Wide ranging report covers a lot of ground. It sounds an optimistic note about biosimilars but is critical of white bagging.
Hospitals, health systems and other nonacute providers will spend 3.1% more on drugs next year, with oncology drugs accounting for roughly quarter of the expense, according to a report issued by Vizient today.
Vizient, historically a group purchasing organization for hospitals that now bills itself as healthcare performance improvement company, based the result on analysis of its members’ purchasing pharmaceutical data. The company, which is headquartered in Irving, Texas, also surveyed members about white bagging.
The report, titled the Summer 2021 Pharmacy Market Outlook, discusses the effect of the COVID-19 pandemic on drug expenditures and usage. Between April 2020 and March 2021, the hospitals and healthcare providers in Vizient’s drug purchasing database spent more money purchasing remdesivir, the antiviral sold under the brand name drug Veklury, than any other drug besides Humira (adalimumab), the immunosuppressive drug used to treat a variety of autoimmune diseases, and Keytruda (pembrolizumab), the leading drug among the new generation of cancer drugs that work by harnessing the immune system.

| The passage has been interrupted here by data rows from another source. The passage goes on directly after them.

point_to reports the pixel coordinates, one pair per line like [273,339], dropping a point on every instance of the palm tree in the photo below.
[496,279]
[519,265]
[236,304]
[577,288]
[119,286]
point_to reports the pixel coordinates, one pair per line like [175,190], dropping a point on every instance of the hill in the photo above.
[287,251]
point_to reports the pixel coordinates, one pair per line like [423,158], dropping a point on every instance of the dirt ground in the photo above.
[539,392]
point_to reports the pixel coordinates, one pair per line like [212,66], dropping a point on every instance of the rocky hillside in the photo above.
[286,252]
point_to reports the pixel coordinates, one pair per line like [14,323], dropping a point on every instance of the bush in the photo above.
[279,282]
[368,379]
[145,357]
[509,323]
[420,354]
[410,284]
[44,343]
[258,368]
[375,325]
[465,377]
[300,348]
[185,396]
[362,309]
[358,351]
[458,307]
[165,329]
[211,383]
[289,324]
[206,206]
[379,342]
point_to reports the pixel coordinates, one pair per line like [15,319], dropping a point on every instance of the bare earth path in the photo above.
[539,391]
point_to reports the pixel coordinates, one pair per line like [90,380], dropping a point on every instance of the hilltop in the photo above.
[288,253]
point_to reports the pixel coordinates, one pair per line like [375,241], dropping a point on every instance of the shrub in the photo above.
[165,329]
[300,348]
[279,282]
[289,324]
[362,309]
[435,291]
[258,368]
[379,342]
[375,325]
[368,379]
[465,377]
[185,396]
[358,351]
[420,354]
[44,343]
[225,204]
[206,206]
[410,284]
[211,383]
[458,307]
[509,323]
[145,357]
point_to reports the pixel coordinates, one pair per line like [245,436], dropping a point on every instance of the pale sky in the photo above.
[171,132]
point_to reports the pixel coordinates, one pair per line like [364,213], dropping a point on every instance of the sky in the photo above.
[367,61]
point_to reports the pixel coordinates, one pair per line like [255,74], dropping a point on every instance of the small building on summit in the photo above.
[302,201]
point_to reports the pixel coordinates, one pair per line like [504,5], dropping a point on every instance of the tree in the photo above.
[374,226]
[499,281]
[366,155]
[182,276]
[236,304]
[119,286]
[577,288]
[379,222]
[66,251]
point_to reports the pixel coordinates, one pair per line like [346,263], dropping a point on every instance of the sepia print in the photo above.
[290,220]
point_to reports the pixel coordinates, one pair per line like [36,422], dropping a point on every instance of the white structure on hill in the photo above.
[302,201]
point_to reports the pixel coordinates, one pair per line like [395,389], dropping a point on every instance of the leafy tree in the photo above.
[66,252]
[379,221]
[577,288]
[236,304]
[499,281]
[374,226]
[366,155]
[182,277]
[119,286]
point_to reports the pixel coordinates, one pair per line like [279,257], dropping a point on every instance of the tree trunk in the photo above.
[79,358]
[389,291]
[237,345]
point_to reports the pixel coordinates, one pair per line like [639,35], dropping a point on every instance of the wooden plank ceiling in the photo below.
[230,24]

Vizient analyst also had access to a clinical database that included 436 hospitals to track the usage of COVID-19 medications. As the report notes, use of dexamethasone, a low-cost corticosteroid with anti-inflammatory effects, shot up in July 2020 after the report in June that it was effective in reducing mortality from COVID-19. Vizient’s data shows that by November, about 70% of hospitalized COVID-19 patients were treated with dexamethasone. The Vizient data also show steep climb in the use of remdesivir starting in May, the month that the FDA issued an emergency use authorization for the drug.
The Vizient identifies specialty drug as a major factor hospital and other provider organization spending, with spending expected to increase by 4.68%. FDA approval of increasing number of drugs for rare diseases and Humira price hikes prior to 2023 when biosimilars to Humira are scheduled to come on the market are the main reasons for the upward trend, said the press release about the report.
The report sounded an optimistic note about insulin and biosimilar competition. Early last year, insulins were reclassified in such a way as to open them up to biosimilar competition, Vizient noted. The report also mentions the possibility that Viatris, a spin-off company from Pfizer, is seeking FDA approval for versions of insulin glargine and insulin aspart that would be interchangeable with their reference products.
Related:How ‘White Bagging’ Affects Patients, Physicians and 340B Funding
The Vizient report covers a wide range of topics from overall spending patterns to white bagging to FDA’s accelerated approval pathway and the use of surrogate markers.